Glasgow City F.C.
- Full name: Glasgow City Football Club
- Founded: 1998; 28 years ago
- Ground: Petershill Park, Springburn, Glasgow
- Capacity: 901 (496 seated)
- Co-founders: Carol-Anne Stewart & Laura Montgomery
- Head Coach: Leanne Ross
- League: SWPL 1
- 2025-26: SWPL 1, 3rd of 12
- Website: glasgowcityfc.co.uk
| Home colours | Away colours |

= Glasgow City F.C. =

Glasgow City Football Club is a professional women's football team based in Glasgow that plays in SWPL 1, the top division of football in Scotland and also the higher of two levels of the Scottish Women's Premier League. The club has competed in the UEFA Women's Cup and UEFA Women's Champions League. They also have a reserve team and youth teams.

Glasgow City has won the most Premier League titles and the most Scottish Cups in Scotland since 2000.

In 2016, Glasgow City won their tenth Scottish Women's Premier League title in a row. However they lost their four-year monopoly on the domestic trophies with Hibernian L.F.C. winning the SWPL Cup and Scottish Cup.

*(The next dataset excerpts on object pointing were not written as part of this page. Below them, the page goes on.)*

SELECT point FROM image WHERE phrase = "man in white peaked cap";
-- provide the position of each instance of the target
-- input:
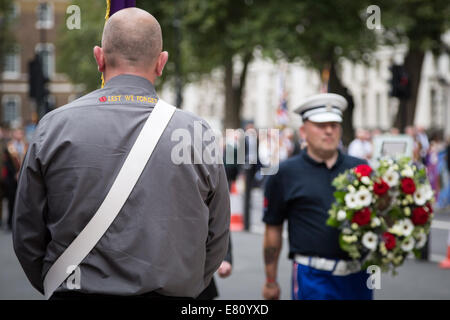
(301, 192)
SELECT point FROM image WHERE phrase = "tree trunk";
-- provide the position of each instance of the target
(233, 93)
(407, 108)
(335, 86)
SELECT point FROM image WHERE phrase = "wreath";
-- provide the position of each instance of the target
(383, 214)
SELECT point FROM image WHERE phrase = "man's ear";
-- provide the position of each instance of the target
(302, 132)
(99, 58)
(161, 62)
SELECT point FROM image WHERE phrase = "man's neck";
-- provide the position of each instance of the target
(117, 72)
(329, 159)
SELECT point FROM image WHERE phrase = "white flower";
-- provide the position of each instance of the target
(370, 240)
(350, 239)
(366, 180)
(375, 222)
(364, 197)
(407, 172)
(407, 227)
(346, 231)
(421, 240)
(397, 228)
(407, 211)
(420, 196)
(341, 215)
(351, 200)
(408, 244)
(391, 177)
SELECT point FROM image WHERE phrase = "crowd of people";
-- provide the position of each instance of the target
(13, 146)
(430, 150)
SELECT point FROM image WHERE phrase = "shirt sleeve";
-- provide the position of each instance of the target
(274, 203)
(219, 225)
(30, 235)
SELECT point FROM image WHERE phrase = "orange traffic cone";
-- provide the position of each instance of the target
(236, 221)
(445, 264)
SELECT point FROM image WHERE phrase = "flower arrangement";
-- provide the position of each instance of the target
(383, 214)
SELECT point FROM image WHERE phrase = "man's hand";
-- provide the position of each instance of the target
(224, 269)
(271, 291)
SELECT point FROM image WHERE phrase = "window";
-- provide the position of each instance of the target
(44, 16)
(11, 63)
(48, 58)
(434, 108)
(378, 109)
(11, 109)
(363, 110)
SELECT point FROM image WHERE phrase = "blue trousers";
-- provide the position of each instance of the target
(312, 284)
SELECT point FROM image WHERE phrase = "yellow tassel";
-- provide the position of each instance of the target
(108, 9)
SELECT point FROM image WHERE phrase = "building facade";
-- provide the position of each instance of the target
(35, 27)
(369, 84)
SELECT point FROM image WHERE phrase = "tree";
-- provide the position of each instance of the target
(420, 24)
(75, 47)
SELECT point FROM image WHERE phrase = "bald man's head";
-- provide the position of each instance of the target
(131, 38)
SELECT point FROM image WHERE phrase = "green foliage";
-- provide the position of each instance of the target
(321, 32)
(7, 40)
(419, 23)
(75, 47)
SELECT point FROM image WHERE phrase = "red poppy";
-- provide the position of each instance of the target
(362, 217)
(429, 207)
(363, 170)
(380, 188)
(408, 185)
(420, 216)
(266, 203)
(389, 240)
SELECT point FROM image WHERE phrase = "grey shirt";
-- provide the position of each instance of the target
(172, 233)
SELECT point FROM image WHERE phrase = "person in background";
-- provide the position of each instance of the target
(301, 193)
(361, 146)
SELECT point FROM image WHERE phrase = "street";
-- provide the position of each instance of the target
(416, 279)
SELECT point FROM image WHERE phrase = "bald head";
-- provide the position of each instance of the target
(131, 38)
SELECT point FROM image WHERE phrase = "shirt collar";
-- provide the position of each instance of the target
(307, 158)
(129, 80)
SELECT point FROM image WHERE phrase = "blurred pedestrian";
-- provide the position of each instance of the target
(301, 192)
(172, 228)
(361, 146)
(16, 148)
(251, 167)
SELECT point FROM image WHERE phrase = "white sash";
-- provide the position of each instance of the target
(115, 199)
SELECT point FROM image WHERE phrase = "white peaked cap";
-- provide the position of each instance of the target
(323, 107)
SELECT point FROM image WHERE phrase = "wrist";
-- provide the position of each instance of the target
(271, 280)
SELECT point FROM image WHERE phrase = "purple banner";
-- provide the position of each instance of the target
(117, 5)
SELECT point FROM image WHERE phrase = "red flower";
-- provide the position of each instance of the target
(429, 207)
(362, 217)
(266, 203)
(420, 216)
(380, 188)
(363, 170)
(389, 240)
(408, 185)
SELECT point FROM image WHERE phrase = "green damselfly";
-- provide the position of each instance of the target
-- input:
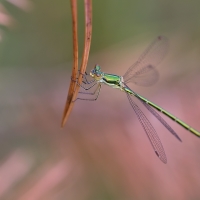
(144, 73)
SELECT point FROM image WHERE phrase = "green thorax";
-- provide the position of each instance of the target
(112, 80)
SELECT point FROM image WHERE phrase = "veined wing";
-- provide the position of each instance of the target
(144, 67)
(150, 131)
(167, 126)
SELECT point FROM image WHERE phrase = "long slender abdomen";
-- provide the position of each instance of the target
(183, 124)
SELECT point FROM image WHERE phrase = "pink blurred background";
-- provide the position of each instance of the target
(102, 152)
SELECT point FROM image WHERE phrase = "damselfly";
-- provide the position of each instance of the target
(144, 73)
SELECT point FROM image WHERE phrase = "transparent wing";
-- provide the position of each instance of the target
(161, 120)
(144, 68)
(150, 131)
(146, 76)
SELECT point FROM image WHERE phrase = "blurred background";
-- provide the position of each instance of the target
(102, 153)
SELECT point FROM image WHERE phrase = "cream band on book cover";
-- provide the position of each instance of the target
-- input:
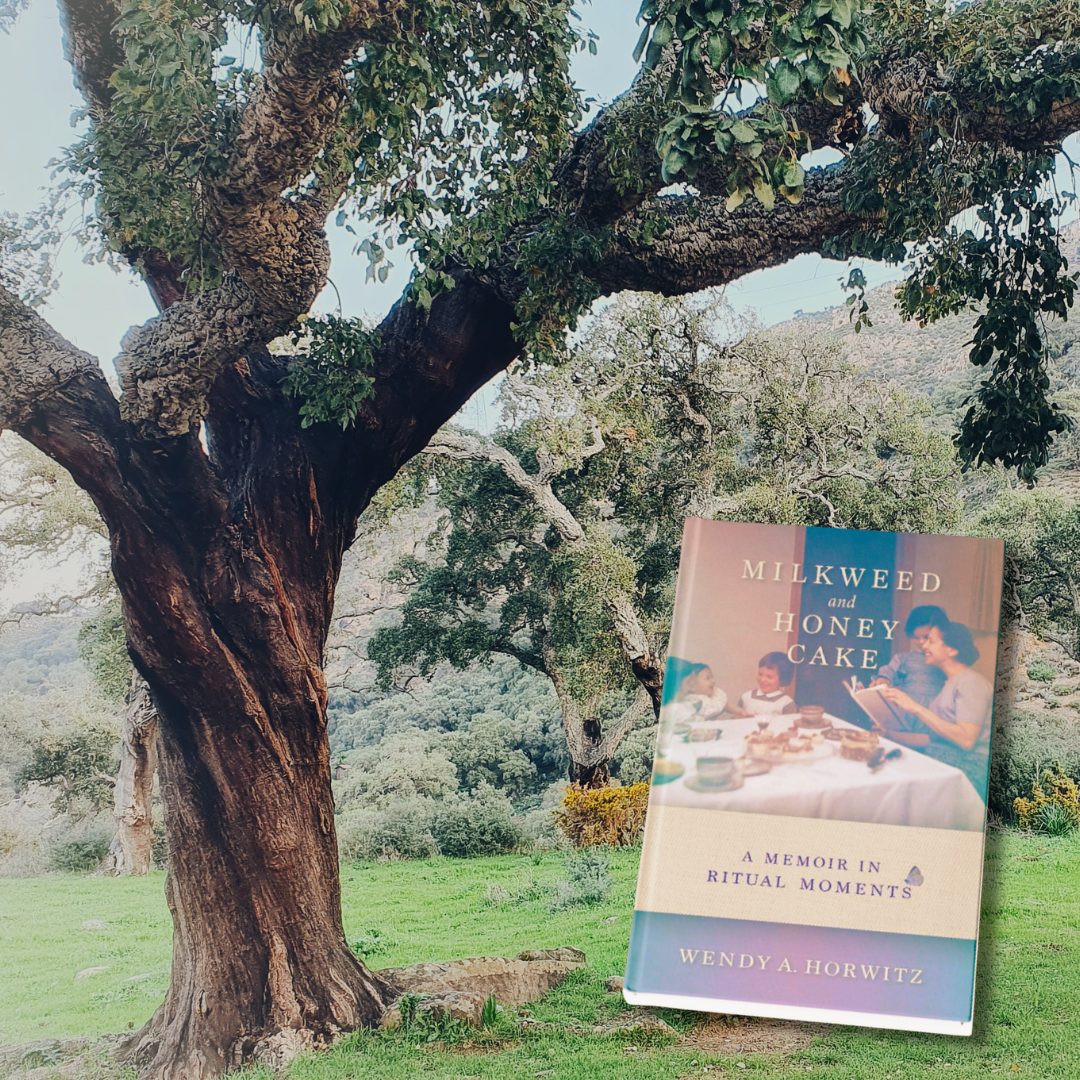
(813, 847)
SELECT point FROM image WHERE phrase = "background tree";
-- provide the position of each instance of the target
(562, 541)
(448, 127)
(1041, 530)
(46, 517)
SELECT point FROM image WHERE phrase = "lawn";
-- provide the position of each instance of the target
(1026, 1015)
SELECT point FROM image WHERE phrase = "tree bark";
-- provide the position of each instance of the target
(131, 851)
(260, 966)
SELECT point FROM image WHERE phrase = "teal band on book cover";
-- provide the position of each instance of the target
(773, 963)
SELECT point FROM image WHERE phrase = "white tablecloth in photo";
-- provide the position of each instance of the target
(914, 790)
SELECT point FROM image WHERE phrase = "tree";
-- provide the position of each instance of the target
(449, 129)
(1041, 530)
(44, 514)
(564, 527)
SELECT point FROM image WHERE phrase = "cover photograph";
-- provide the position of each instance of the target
(813, 846)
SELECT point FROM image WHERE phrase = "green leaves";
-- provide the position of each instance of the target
(329, 370)
(797, 52)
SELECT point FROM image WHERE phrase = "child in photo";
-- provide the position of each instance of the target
(692, 688)
(770, 697)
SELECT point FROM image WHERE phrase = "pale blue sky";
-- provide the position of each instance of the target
(95, 306)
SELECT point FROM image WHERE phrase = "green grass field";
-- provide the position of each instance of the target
(1026, 1015)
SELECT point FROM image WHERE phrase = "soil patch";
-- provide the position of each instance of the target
(752, 1035)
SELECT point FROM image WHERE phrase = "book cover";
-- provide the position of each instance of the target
(809, 854)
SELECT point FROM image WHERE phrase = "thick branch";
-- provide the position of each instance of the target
(705, 245)
(908, 93)
(92, 49)
(37, 365)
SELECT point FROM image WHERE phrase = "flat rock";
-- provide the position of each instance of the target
(564, 955)
(638, 1020)
(458, 988)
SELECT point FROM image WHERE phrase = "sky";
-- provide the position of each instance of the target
(95, 305)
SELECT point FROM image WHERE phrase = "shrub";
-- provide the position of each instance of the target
(586, 881)
(605, 815)
(1041, 672)
(481, 824)
(1054, 806)
(81, 853)
(1054, 820)
(1023, 744)
(400, 829)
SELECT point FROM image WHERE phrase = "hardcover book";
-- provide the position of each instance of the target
(813, 847)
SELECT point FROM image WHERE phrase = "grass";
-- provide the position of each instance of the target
(1028, 977)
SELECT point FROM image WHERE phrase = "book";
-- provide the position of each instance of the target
(874, 703)
(796, 864)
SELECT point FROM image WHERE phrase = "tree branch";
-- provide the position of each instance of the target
(705, 245)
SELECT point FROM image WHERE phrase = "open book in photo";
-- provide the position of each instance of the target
(875, 705)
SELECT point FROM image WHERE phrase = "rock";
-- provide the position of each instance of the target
(455, 1004)
(640, 1020)
(459, 988)
(565, 954)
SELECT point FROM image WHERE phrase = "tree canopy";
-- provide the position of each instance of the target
(563, 528)
(230, 476)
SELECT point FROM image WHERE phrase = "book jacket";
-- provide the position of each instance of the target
(813, 847)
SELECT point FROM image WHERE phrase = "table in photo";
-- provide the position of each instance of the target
(914, 790)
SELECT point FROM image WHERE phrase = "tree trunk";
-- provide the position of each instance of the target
(260, 966)
(132, 846)
(588, 774)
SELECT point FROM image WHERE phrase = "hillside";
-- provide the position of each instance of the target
(931, 363)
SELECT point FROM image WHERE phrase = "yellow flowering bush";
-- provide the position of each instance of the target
(1052, 788)
(604, 815)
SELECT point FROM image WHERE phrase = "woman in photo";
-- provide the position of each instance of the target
(959, 716)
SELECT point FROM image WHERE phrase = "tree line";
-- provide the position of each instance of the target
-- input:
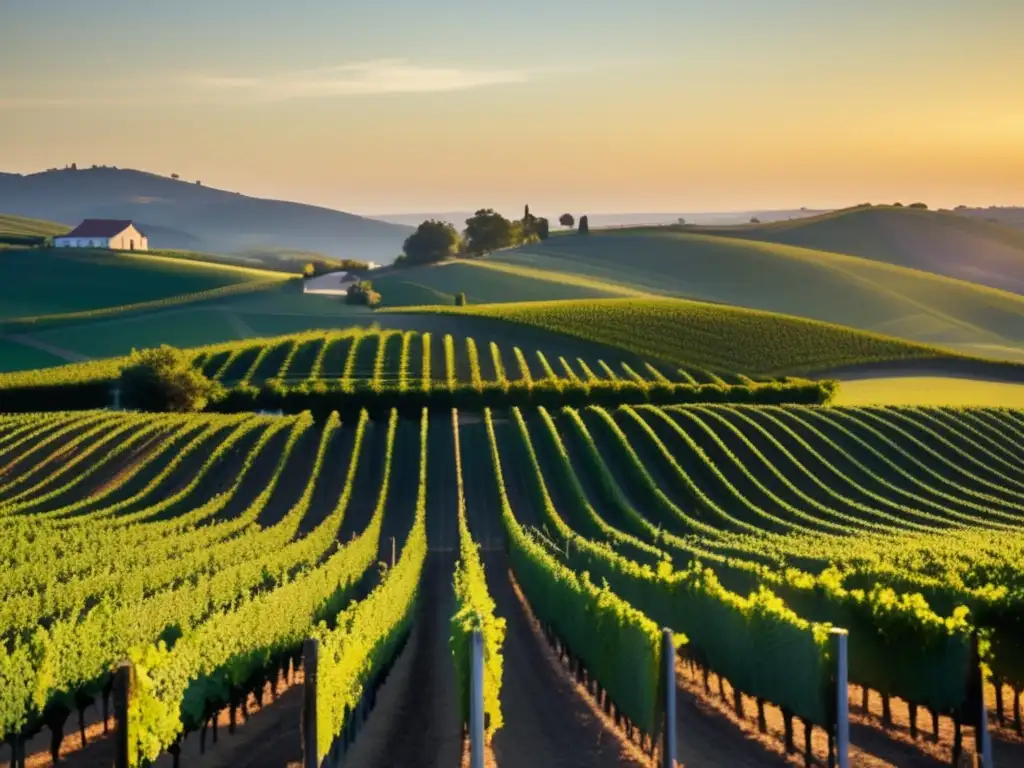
(486, 231)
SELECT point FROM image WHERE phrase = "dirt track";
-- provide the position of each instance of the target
(547, 721)
(416, 720)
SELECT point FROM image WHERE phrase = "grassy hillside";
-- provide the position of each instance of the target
(24, 226)
(186, 214)
(830, 287)
(722, 338)
(47, 282)
(938, 242)
(489, 281)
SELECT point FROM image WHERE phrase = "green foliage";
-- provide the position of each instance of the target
(620, 645)
(367, 636)
(265, 373)
(363, 294)
(487, 230)
(433, 241)
(474, 610)
(715, 337)
(164, 379)
(230, 653)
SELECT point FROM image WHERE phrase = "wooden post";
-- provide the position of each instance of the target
(476, 747)
(983, 739)
(122, 692)
(840, 638)
(669, 666)
(310, 651)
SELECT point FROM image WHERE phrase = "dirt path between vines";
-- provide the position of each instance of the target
(416, 720)
(547, 721)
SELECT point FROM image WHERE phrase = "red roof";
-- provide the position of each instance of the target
(99, 228)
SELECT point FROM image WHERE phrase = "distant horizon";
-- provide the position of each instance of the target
(508, 210)
(648, 105)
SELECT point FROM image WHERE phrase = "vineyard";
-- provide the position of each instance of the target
(207, 551)
(359, 368)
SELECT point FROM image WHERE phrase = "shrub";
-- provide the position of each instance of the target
(364, 294)
(163, 379)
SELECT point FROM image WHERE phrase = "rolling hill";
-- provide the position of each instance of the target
(937, 242)
(674, 262)
(723, 338)
(196, 217)
(22, 226)
(48, 284)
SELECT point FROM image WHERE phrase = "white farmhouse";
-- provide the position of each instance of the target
(332, 284)
(114, 235)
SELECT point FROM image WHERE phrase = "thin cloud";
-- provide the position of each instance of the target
(356, 79)
(364, 78)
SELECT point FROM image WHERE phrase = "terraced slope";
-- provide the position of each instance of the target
(400, 359)
(725, 338)
(745, 530)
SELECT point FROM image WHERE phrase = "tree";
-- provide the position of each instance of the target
(364, 294)
(163, 379)
(432, 241)
(487, 230)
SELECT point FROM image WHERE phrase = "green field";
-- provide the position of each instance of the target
(49, 282)
(717, 337)
(23, 226)
(439, 284)
(934, 241)
(747, 531)
(930, 390)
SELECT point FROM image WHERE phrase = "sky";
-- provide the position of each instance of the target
(601, 105)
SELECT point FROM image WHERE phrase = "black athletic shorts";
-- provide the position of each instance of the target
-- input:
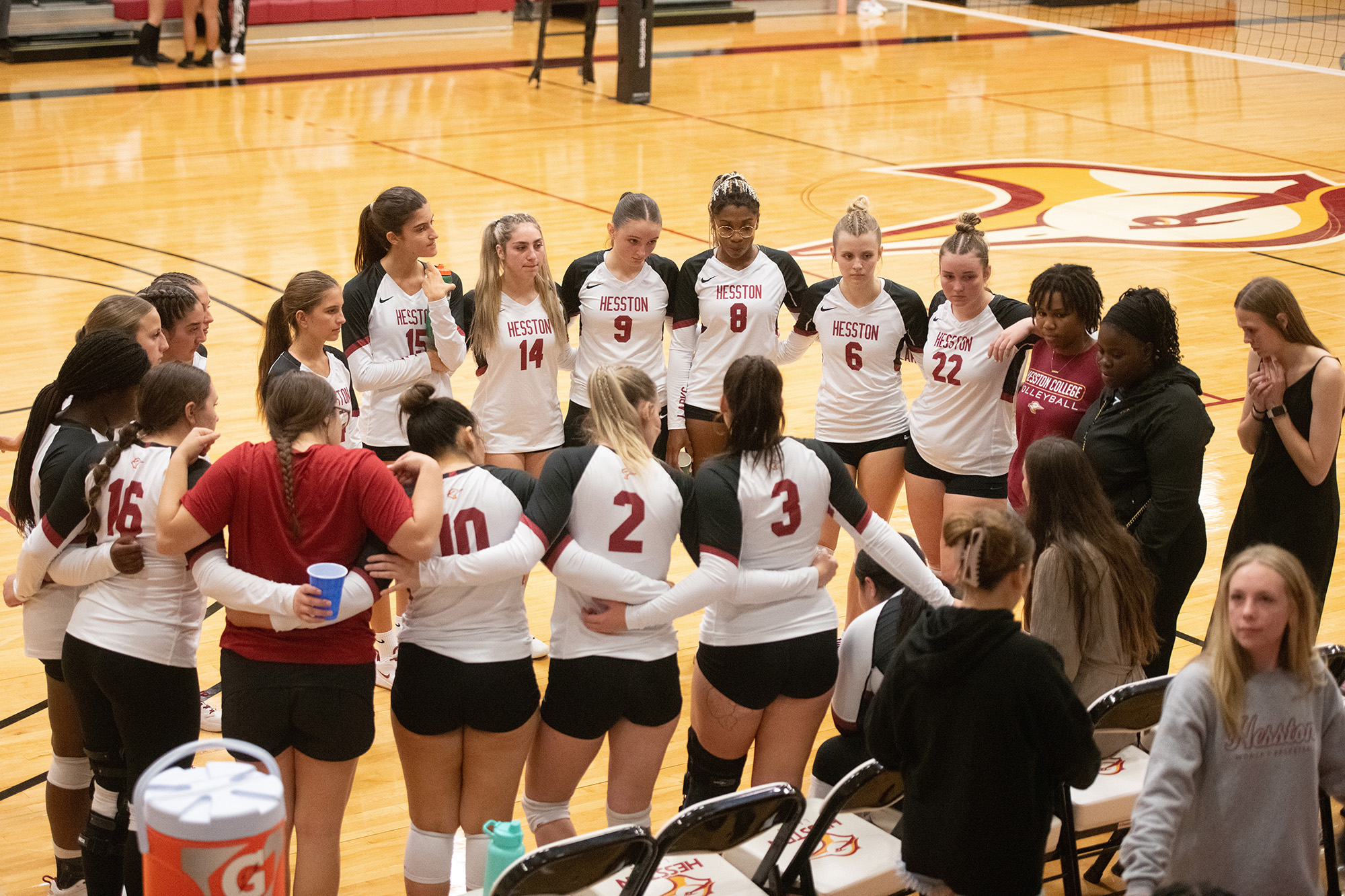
(588, 694)
(956, 483)
(576, 438)
(692, 412)
(754, 676)
(53, 669)
(323, 710)
(388, 454)
(853, 452)
(435, 694)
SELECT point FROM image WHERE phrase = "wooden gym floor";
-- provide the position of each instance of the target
(114, 174)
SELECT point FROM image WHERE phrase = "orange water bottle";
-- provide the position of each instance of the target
(212, 830)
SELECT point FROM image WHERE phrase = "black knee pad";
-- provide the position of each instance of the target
(708, 775)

The club's most recent title success came in dramatic fashion at the conclusion of the 2022–23 season with Glasgow City, Rangers, and Celtic all going into the final day with an opportunity to claim the title. At Ibrox Stadium, an injury time goal from City's Lauren Davidson secured a 16th SWPL title and made Leanne Ross the first female head coach to win the championship.

==History==
Glasgow City Football Club was formed in 1998 by Laura Montgomery and Carol Anne Stewart. They play in orange and black. The club play their home matches at Petershill Park in the Springburn district in the north of Glasgow, although from 2014 to 2017 they played at the larger Excelsior Stadium in Airdrie,
around 15 miles outside the city, due to issues with the artificial playing surface at Petershill. For the 2020–21 season, with Petershill unavailable, they played at Broadwood Stadium in Cumbernauld, North Lanarkshire.

City completed a domestic clean sweep in 2012, winning the treble, and they completed a second consecutive domestic treble in 2013. Between the seasons 2009 and 2018 inclusive, Glasgow City lost only three League matches, and continued an unprecedented run of successive Scottish championships that began in 2007–08 It was reported Glasgow City had held talks with the FA WSL in February 2013 about a possible move to an extended top flight in England. City cited football was not moving forward quickly enough in Scotland for women to match their ambition. The FA shut the door on any potential move. City general manager Laura Montgomery later reiterated the club's desire to play in the FA WSL.

During the 2014 season, Glasgow City secured an eighth successive SWPL title and third successive treble. After a superb 5–4 aggregate win against FC Zurich, City became the first Scottish team to reach the UEFA Champions League quarter-finals in November 2014. After a 2–1 first leg defeat at FC Zurich, City were 1–0 down at half time, with their keeper substituted due a suspected broken collar bone, in the second leg. Despite City replying with two early second half goals, Zurich made it 2–2. An 81st minute Jo Love strike leveled the tie, but with City heading out of the competition on away goals, Suzanne Lappin powered home a header a few minutes from time to send them through. In the quarter-finals, Paris Saint-Germain proved too strong for City, with a 7–0 aggregate victory.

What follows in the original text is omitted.